Setting up a C/C++ Cross-Development Platform

This video introduces C and C++ programming on the Beaglebone platform, which is applicable to any embedded Linux development. I quickly introduce how we can program directly on the beaglebone using a terminal window and point out the limitations. I show the steps that are necessary to set up the Eclipse CDT environment and use the Target Management RSE (Remote System Environment) plugin to communicate with the Beaglebone. I then demonstrate how we can use Eclipse CDT IDE to cross-develop (using arm-linux-gnueabi) applications for the ARM architecture. To do this, I write a short program that flashes the user LEDs on the Beaglebone. Finally, I demonstrate how we can set up a cross-debug environment, where we use gdbserver on the arm device and gdb-multiarch on the client device to establish a full debug environment.
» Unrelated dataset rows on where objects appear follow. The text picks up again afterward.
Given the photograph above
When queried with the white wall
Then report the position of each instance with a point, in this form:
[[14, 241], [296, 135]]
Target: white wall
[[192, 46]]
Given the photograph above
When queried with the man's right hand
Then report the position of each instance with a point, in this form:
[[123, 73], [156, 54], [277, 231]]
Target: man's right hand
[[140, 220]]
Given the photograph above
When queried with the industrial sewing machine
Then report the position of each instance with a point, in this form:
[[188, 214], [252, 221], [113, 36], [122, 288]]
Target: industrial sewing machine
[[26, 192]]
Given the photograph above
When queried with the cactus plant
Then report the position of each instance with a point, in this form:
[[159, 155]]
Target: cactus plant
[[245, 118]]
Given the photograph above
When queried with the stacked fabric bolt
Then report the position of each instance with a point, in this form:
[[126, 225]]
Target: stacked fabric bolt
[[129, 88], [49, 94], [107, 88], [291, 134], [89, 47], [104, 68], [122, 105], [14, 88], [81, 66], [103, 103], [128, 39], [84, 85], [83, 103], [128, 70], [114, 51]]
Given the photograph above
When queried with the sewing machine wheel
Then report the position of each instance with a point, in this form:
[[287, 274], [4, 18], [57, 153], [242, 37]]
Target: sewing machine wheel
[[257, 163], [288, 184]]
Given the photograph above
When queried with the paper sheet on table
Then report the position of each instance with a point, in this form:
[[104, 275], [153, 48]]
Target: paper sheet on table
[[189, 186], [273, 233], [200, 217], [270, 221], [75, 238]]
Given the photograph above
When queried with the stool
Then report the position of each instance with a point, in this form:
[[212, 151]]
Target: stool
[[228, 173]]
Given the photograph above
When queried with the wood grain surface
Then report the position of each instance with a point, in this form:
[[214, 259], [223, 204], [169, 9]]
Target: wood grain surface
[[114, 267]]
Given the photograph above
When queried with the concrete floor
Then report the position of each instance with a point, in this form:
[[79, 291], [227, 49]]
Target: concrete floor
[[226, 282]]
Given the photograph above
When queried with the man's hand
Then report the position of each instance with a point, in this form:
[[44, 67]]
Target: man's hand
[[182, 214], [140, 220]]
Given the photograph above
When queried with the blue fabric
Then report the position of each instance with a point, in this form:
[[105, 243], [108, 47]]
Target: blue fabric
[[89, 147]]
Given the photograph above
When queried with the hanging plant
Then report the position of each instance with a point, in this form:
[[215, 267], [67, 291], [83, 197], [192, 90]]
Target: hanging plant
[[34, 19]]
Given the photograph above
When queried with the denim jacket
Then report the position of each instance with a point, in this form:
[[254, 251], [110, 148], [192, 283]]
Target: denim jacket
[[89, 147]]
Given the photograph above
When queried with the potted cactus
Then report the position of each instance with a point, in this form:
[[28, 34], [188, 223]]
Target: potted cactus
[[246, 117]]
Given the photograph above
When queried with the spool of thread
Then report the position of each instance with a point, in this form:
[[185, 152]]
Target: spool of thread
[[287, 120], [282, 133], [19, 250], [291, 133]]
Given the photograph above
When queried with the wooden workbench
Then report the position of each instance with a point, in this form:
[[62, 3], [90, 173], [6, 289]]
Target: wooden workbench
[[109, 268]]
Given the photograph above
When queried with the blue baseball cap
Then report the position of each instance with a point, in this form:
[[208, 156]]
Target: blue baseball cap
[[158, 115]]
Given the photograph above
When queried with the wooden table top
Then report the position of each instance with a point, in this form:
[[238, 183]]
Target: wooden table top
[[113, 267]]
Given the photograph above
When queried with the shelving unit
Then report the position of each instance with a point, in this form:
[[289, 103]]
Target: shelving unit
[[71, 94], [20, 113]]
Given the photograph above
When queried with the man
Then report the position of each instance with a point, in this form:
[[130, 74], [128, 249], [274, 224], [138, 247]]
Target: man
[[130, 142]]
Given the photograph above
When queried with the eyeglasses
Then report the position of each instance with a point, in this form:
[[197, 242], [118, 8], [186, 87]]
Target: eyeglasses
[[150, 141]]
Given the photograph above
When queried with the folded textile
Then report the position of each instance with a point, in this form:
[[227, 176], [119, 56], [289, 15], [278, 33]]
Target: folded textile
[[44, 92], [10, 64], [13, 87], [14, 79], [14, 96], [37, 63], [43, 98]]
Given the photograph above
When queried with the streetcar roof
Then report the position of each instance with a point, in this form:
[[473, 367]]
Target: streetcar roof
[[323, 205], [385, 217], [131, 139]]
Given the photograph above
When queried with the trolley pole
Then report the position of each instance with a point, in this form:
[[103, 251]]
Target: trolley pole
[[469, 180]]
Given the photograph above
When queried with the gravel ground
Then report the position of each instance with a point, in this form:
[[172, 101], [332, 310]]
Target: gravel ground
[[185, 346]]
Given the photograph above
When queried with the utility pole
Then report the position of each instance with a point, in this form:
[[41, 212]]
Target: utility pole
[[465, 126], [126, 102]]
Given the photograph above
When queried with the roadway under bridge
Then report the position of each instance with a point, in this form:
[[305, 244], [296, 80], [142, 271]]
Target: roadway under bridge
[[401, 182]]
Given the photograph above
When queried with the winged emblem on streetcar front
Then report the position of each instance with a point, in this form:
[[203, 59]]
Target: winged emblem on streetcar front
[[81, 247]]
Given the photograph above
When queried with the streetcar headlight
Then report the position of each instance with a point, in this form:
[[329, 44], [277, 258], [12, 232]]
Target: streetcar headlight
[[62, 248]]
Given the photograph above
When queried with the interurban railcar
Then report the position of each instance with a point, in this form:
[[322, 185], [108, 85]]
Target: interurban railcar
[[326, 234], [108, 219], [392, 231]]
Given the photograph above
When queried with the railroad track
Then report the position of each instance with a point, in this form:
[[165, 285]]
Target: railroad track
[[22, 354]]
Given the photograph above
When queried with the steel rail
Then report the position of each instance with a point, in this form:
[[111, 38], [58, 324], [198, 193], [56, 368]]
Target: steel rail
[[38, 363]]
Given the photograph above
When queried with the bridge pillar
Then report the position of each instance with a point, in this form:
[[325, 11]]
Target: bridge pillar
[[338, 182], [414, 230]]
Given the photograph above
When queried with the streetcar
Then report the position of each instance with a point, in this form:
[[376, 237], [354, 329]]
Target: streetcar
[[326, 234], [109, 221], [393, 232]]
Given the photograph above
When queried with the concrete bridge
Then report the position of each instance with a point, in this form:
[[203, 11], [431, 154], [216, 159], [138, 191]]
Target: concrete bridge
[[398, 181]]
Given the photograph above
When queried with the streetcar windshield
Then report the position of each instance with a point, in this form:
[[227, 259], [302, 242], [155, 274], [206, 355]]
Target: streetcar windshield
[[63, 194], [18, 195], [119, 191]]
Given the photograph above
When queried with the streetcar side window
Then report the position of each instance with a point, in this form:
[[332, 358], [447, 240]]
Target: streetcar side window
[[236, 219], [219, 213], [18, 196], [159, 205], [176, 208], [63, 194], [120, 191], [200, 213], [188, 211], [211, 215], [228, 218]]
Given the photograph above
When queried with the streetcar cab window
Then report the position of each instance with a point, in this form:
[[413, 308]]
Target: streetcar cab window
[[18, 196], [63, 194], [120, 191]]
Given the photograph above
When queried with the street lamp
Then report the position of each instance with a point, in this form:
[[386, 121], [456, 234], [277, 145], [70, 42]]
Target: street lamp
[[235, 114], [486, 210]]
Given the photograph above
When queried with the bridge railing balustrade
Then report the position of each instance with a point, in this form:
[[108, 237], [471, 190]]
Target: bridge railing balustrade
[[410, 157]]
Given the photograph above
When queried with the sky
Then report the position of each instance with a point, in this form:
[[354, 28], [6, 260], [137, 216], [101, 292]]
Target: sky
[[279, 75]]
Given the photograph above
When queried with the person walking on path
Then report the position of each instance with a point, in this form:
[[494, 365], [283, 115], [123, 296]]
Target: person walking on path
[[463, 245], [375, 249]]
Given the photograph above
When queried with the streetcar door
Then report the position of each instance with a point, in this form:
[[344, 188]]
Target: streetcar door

Video 1 – C and C++ programming on the Beaglebone platform

One common problem that arises with this setup:

If bash reports “file not found” when executing an executable file that exists, the reason is that it doesn’t recognise it as a binary file, and attempts to treat it as a script. The hypothetical script should start off with #!/path/to/interpreter and bash cannot find the (non-existent) interpreter so it returns “file not found”. This could happen if for example you are running a 64-bit executable on 32-bit machine, or an x86 executable on an ARM target.

In Eclipse your executable should display in your source directory as “HelloWorld – [arm/le]” in the project explorer window. If it does *not* then there is a problem with your compiler setup and you need to watch the steps again. If it *does* then one likely problem is if that you are using an ARM Linux platform that uses “hard floats” and that you have compiled using my setup which uses “soft floats”. Here are two possible solutions:

– Graemefisheratwork let me know that he has found that when using the ubuntu armhf distros, applications should be cross-compiled using arm-linux-gnueabihf- and not arm-linux-gnueabi-. This seems to have worked for him on the ubuntu 12.04 armhf build.

– I’m using “Linux omap 3.2.18-psp14 armv71″ in this video that I built myself which has defaulted to soft floating point numbers. There are floating-point options in gcc that you have to set when using hardware floating point numbers — you should add ” -mfloat-abi=hard” to your compiler options.